Bütikofer was recently banned from entering China. In March, the EU announced sanctions against officials of the Chinese Communist Party who are thought to be involved in human rights abuses in the Xinjiang province. In retaliation, Beijing imposed sanctions on seven EU politicians, Bütikofer included.
As a long-time critic of the Chinese government, Bütikofer is calling for the EU to ensure science cooperation is based on commonly agreed principles and rules. “You cannot build the relationship with a systemic rival on the basis of blind trust,” he said.
It is ironic to think how as recently as 2018, EU research lobbies and policy makers in Brussels were quick to dismiss a proposal by Romanian MEP Dan Nica to make the Horizon Europe programme exclusive for EU researchers.
The Commission’s pivot to “open strategic autonomy” is a significant departure from the position of the previous EU research commissioner Carlos Moedas, a leading proponent of science diplomacy.

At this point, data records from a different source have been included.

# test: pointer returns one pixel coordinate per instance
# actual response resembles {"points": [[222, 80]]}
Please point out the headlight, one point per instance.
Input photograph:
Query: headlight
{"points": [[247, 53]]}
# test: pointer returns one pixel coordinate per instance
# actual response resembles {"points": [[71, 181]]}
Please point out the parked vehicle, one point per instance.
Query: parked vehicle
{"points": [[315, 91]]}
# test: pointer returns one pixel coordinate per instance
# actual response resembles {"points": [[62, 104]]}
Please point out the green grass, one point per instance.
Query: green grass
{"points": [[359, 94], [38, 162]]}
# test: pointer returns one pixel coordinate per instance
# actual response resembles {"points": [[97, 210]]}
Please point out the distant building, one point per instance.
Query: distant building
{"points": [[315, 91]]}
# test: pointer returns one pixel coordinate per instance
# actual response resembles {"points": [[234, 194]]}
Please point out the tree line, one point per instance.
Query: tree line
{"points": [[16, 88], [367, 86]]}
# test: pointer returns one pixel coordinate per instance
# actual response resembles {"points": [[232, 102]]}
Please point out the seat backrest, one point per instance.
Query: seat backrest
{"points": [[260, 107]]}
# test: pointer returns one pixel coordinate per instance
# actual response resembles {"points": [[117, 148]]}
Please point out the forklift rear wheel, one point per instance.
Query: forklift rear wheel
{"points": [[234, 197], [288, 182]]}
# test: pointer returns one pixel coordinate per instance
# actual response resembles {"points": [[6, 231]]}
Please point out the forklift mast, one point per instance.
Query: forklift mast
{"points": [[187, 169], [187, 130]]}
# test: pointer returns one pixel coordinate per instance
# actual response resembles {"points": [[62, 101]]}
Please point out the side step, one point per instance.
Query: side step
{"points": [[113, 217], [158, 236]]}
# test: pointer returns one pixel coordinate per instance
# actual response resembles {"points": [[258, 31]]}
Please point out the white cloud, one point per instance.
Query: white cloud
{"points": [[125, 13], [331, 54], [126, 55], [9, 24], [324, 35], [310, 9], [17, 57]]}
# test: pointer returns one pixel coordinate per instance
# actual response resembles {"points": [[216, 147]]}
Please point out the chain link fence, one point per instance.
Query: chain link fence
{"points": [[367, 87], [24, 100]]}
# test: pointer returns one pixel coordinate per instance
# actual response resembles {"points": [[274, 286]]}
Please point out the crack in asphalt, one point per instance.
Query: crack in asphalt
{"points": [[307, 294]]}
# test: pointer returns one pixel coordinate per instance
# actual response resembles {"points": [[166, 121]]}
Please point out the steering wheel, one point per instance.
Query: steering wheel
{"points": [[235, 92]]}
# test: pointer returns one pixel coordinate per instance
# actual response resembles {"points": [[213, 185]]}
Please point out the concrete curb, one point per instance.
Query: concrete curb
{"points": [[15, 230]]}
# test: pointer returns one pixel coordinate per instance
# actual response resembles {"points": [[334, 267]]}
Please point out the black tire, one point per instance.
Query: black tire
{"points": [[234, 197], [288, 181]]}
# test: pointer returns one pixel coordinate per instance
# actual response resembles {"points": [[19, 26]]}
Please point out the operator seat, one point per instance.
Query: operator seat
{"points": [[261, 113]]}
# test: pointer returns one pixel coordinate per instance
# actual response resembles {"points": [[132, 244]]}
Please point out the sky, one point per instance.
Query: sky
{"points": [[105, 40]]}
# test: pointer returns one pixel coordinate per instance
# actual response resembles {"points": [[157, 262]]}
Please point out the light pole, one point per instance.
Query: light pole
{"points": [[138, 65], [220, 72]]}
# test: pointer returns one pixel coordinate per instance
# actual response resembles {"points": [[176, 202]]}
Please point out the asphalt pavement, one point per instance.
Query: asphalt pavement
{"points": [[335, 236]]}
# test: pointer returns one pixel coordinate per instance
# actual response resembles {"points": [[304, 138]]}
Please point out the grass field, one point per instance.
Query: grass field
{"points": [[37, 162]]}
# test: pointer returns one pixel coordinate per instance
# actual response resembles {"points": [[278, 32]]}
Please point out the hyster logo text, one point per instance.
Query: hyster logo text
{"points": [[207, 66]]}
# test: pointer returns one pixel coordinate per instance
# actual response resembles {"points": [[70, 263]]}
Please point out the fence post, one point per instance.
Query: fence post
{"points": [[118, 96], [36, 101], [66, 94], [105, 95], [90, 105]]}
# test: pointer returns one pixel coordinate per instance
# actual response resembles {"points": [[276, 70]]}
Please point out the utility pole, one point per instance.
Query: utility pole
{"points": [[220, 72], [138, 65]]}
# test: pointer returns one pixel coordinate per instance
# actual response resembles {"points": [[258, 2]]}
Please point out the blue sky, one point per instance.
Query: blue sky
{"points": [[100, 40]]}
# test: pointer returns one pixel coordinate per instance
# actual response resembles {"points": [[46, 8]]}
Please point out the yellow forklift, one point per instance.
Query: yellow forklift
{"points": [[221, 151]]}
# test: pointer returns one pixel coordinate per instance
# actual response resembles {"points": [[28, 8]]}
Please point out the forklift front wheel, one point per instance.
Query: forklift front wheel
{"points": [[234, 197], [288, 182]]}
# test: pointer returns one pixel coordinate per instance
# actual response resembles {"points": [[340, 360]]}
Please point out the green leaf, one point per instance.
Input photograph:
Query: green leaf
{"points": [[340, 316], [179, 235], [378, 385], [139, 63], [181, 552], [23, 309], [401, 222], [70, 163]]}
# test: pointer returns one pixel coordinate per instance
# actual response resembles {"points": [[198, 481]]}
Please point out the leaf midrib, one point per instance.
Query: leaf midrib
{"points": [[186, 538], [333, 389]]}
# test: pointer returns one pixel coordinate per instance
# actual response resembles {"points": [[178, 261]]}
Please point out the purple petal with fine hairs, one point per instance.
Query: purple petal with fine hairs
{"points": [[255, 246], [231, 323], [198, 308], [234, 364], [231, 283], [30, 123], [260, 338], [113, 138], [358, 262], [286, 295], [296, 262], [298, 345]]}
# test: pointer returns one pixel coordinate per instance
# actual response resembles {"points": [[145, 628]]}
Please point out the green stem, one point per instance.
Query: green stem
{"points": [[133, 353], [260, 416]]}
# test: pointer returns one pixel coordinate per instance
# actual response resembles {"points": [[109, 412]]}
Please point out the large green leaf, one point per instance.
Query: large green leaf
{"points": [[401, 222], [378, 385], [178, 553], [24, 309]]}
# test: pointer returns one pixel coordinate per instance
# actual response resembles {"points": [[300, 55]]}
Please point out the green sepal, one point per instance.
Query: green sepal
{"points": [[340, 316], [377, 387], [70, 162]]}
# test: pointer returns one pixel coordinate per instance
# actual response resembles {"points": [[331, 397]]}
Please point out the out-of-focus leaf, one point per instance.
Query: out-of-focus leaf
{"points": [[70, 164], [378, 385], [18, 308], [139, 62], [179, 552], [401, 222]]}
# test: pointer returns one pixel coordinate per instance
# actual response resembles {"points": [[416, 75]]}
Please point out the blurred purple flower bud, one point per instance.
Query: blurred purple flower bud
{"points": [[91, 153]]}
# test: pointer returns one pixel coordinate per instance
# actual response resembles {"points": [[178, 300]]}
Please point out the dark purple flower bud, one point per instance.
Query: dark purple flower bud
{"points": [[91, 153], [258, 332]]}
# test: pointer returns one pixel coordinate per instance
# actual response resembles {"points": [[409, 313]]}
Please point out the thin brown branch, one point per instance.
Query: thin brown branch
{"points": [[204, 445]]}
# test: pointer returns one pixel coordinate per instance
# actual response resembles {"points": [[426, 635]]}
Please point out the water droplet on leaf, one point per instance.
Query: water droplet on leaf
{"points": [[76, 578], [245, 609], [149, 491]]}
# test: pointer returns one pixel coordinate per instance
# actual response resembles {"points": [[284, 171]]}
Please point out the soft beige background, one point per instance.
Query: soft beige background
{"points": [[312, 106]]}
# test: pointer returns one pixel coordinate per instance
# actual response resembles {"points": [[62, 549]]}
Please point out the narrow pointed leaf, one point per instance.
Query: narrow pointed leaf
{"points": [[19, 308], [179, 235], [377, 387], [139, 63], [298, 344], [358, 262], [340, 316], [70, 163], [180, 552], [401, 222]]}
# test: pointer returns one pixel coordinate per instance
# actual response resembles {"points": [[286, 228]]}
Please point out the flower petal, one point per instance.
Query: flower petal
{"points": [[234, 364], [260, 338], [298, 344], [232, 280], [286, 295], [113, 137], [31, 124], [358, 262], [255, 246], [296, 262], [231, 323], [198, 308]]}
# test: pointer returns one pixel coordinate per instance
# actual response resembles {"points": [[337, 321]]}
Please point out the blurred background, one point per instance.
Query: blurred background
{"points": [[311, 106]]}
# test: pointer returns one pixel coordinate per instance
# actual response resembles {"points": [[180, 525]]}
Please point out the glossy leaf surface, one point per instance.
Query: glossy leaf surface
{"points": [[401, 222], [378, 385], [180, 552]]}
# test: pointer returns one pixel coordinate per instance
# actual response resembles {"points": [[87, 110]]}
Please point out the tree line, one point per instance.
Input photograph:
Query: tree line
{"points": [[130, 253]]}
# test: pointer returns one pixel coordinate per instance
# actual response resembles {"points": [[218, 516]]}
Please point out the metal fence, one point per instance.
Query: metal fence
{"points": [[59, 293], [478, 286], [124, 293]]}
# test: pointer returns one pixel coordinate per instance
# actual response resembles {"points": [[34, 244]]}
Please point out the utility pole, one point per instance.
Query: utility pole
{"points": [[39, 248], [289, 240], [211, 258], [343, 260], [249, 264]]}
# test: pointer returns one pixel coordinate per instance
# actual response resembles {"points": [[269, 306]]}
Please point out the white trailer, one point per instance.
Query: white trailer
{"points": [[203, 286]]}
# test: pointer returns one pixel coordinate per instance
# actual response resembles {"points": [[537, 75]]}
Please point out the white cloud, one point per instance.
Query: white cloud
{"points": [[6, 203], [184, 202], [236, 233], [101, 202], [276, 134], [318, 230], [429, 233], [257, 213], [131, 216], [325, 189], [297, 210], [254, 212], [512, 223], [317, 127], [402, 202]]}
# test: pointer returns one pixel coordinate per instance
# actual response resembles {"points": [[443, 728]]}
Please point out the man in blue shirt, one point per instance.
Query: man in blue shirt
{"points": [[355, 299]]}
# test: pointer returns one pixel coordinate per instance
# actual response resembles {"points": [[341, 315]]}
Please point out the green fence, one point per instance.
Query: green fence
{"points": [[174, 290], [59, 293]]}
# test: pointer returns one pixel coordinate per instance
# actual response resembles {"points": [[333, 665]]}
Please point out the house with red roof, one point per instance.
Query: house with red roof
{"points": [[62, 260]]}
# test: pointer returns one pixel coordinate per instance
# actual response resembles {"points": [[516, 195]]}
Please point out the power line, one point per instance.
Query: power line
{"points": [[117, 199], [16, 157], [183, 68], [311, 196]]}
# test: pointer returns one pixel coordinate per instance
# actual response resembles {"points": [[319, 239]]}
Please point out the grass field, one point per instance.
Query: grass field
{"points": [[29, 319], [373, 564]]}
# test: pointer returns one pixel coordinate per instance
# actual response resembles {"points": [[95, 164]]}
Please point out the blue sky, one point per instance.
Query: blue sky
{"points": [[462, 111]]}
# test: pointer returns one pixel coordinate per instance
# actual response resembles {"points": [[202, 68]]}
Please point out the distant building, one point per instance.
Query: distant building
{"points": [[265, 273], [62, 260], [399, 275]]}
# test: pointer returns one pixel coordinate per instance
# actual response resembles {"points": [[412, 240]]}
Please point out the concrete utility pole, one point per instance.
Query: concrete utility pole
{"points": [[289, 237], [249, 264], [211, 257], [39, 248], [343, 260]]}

As the 2021 - 2027 Horizon Europe programme was taking shape, Moedas frequently called for EU research and innovation to be, “open to the world.”
Despite believing there should be some restraints, Deketelaere warned the EU should take care not isolate itself from the international scientific community. Organisations that feel weak, or are becoming weaker, very often tend to ask for more autonomy, he said. “And with asking for more autonomy, they often isolate themselves more than they already were, and then they become even weaker as a consequence. And at the end of the day, of course, they collapse,” said Deketelaere.
As one example of how these things can be finessed, the Commission and member states recently came to an agreement on third country access to sensitive research projects in quantum science and space that are funded through Horizon Europe.
The terms on which they take part will be negotiated separately with each associated country, the Commission agreed, after caving in to pressure from member states. Before that, the Commission planned to introduce a blanket ban on non-EU researchers and companies in all quantum and space projects.
“Quantum is the future of computation, is the future communication, is really the next breakthrough in terms of technology,” said Roberto Viola, the Commission’s director general for communications technology. “I think there's no doubt that we want a quantum computer available for our scientists and for our companies.”
The EU is trying to boost its industrial competitiveness in key emerging technologies and make sure it has the capabilities needed to immunise itself against shortages of microelectronics and medical devices.
A global shortage of microchips, paired with significant delays in international shipping, has forced EU manufacturers of cars and medical devices to reduce or suspend production. “This is really impairing the capability of Europe to produce,” said Viola.
Viola said it is in Europe’s interest to build “open strategic autonomy” so that such situations can be avoided in the future. “There’s not one way to deliver autonomy. It's a combination of being stronger technologically speaking in Europe, and also being smarter when it comes to partnerships,” he said.
Europe should be able to build its own technologies and pay more attention at the rules of engagement with the rest of the world. “We want those technologies to be used for peaceful use and no country, no company outside Europe should use these technologies against us,” said Viola.
The EU recently announced it will establish closer research ties with the US and Canada, two countries which have already put in place new rules of engagement with China, for fear of technology and science espionage.
“It is, I think, an obvious fact that we have to make a distinction, whether we are dealing with likeminded partners, or whether partners do not necessarily share our values on the principles of transparency, or reciprocity, or other core concerns,” said Bütikofer.